Pesquisadores desenvolveram heteropolímeros aleatórios (RHPs) que imitam enzimas, potencialmente revolucionando a catálise industrial e o desenvolvimento de fármacos, de acordo com um novo estudo publicado na Nature. A equipe, inspirada nos sítios ativos de aproximadamente 1.300 metaloproteínas, projetou esses RHPs usando um método de síntese "one-pot".
A principal inovação reside na capacidade de modular estatisticamente as características químicas de segmentos contendo monômeros cruciais, criando efetivamente pseudo-sítios ativos que fornecem um microambiente semelhante ao de uma proteína. Essa abordagem supera as limitações no design tradicional de polímeros, aproveitando a liberdade rotacional da cadeia principal do polímero para alcançar um comportamento uniforme no nível do conjunto, mesmo com um sequenciamento de monômeros menos preciso.
"Propomos que, para polímeros com químicas de cadeia principal diferentes daquelas das proteínas, programar projeções espaciais e temporais de cadeias laterais no nível segmentar pode ser eficaz na replicação de comportamentos de proteínas", afirmaram os pesquisadores em seu artigo. Eles observaram ainda que este método mitiga deficiências na especificidade da sequência monomérica, um desafio comum em mímicos enzimáticos sintéticos.
O desenvolvimento desses RHPs representa um avanço significativo em materiais bioinspirados. Embora os cientistas tenham tido sucesso anteriormente na replicação das estruturas primária, secundária e terciária de proteínas, alcançar a mímica funcional tem se mostrado mais difícil. A nova abordagem se concentra em recriar as heterogeneidades químicas, estruturais e dinâmicas que são essenciais para a função da proteína.

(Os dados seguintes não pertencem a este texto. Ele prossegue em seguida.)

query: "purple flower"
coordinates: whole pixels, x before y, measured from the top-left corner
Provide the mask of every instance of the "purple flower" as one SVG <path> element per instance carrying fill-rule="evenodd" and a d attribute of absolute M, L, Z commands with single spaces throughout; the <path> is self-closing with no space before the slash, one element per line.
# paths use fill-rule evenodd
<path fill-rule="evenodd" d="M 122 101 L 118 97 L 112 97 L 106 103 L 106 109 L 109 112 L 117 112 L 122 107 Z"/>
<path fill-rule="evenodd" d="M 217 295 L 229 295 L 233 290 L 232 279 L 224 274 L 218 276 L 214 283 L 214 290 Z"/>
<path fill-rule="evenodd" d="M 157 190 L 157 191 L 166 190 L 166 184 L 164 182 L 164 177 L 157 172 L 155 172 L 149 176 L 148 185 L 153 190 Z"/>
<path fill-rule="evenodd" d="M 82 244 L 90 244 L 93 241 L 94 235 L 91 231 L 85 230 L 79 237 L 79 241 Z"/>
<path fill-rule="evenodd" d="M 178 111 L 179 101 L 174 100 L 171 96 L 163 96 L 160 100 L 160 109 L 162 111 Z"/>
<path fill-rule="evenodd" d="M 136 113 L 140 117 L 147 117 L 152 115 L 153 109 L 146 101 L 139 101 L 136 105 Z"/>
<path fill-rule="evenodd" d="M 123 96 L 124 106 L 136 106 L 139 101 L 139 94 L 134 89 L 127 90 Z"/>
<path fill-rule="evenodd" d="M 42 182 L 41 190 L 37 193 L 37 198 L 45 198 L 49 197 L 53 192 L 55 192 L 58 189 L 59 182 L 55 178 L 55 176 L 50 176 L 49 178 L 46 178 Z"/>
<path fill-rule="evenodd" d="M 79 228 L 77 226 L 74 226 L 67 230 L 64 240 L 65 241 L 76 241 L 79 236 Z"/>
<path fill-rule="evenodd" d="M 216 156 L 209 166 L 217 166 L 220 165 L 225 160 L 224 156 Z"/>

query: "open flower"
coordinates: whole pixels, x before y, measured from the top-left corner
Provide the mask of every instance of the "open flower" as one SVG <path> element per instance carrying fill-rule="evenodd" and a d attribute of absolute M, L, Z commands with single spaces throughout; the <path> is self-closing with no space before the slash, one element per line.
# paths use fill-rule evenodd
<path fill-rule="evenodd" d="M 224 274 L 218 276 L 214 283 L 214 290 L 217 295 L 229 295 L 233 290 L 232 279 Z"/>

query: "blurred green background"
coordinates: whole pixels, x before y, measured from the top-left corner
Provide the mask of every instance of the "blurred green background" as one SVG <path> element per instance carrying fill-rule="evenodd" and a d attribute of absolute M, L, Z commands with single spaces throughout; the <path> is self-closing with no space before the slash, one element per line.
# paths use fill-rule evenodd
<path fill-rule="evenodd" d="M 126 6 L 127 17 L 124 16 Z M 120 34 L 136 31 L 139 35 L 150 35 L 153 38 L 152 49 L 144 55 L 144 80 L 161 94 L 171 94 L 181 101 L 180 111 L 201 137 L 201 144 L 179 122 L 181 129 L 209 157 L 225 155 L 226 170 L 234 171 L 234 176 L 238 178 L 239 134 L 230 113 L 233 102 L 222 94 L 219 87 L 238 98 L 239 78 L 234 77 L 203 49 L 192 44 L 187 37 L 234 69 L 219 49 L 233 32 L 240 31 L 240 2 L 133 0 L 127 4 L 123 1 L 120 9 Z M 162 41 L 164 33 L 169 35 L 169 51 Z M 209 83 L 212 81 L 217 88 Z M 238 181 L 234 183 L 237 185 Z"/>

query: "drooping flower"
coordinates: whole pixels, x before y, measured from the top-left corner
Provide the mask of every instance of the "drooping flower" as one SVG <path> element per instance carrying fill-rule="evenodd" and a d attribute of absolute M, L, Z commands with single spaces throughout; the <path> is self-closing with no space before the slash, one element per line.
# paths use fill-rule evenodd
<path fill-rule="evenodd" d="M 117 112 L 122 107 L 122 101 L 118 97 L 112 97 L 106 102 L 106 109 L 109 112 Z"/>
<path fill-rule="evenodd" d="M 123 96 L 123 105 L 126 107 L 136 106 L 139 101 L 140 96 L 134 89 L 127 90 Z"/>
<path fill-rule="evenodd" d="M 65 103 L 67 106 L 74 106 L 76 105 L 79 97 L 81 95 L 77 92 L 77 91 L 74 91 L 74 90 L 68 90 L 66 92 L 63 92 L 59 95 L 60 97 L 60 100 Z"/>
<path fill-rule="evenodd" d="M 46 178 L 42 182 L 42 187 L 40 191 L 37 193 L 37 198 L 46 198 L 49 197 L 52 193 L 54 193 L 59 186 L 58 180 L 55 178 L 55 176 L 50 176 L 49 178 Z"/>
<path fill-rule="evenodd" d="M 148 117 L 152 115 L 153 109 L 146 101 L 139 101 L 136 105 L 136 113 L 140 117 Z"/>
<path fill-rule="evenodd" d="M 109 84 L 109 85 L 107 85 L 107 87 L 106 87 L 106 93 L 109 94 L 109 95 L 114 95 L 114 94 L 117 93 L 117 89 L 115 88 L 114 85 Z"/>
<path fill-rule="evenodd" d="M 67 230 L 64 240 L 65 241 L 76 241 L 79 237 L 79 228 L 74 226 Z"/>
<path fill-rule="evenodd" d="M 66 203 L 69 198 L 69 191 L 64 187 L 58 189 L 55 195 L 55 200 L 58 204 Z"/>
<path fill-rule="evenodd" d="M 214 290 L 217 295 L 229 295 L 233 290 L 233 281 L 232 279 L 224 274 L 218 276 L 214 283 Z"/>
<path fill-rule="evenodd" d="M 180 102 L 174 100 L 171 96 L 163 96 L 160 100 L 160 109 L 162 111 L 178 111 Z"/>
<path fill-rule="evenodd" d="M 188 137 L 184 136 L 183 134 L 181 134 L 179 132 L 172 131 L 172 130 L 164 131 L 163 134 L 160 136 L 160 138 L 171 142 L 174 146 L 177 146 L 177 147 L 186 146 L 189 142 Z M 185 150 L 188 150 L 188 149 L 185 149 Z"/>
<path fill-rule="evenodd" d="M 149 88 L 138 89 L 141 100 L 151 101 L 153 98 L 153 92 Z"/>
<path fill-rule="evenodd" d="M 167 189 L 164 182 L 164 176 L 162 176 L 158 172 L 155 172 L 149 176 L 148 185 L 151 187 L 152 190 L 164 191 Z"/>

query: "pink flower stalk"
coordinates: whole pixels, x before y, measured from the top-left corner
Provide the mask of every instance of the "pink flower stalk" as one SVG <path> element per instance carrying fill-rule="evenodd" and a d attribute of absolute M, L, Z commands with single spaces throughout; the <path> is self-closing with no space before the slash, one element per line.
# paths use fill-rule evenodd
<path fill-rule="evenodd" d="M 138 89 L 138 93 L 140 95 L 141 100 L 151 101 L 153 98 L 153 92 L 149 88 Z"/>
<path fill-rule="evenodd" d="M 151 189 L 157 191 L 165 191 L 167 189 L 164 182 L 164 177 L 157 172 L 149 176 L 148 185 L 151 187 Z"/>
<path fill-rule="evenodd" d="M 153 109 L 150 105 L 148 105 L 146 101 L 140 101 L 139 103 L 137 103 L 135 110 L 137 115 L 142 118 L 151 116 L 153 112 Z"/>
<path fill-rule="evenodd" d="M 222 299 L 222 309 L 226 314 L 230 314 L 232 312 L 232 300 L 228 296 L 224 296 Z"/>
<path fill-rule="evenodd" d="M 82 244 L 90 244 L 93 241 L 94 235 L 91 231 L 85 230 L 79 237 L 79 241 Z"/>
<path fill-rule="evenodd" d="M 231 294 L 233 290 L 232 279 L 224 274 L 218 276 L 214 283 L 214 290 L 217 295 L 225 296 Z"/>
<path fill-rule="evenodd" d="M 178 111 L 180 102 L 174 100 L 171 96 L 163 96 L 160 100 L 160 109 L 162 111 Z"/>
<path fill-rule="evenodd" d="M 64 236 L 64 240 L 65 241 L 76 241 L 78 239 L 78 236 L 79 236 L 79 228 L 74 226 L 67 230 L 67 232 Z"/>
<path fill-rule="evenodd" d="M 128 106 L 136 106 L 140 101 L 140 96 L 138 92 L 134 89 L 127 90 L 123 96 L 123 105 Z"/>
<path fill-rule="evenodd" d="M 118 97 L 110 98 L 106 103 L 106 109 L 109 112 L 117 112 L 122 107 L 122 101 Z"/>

As implicações desta pesquisa são de longo alcance. As enzimas são catalisadores cruciais em inúmeros processos industriais, desde a produção de produtos farmacêuticos até a decomposição de poluentes. Os mímicos enzimáticos sintéticos oferecem o potencial de alternativas mais robustas e econômicas às enzimas naturais, que podem ser caras para produzir e sensíveis às condições ambientais.
Além disso, os princípios de design usados neste estudo podem ser aplicados para criar uma ampla gama de materiais funcionais com propriedades personalizadas. Ao controlar cuidadosamente a composição e o arranjo dos monômeros dentro dos RHPs, os pesquisadores podem ajustar sua atividade catalítica, seletividade e estabilidade.
Os pesquisadores enfatizaram a importância de analisar os sítios ativos de metaloproteínas para orientar o design dos RHPs. Ao identificar resíduos funcionais chave e seu microambiente, eles foram capazes de criar polímeros sintéticos que replicam efetivamente a atividade catalítica de enzimas naturais. A equipe introduziu monômeros chave como os equivalentes dos resíduos funcionais da proteína e modulou estatisticamente as características químicas de segmentos chave contendo monômeros, como a hidrofobicidade segmentar.
As próximas etapas para esta pesquisa envolvem otimizar ainda mais o design dos RHPs e explorar suas aplicações potenciais em vários campos. Os pesquisadores também estão interessados em desenvolver métodos orientados por IA para prever as propriedades dos RHPs com base em sua composição e sequência de monômeros. Isso pode acelerar a descoberta de mímicos enzimáticos novos e aprimorados para uma ampla gama de aplicações.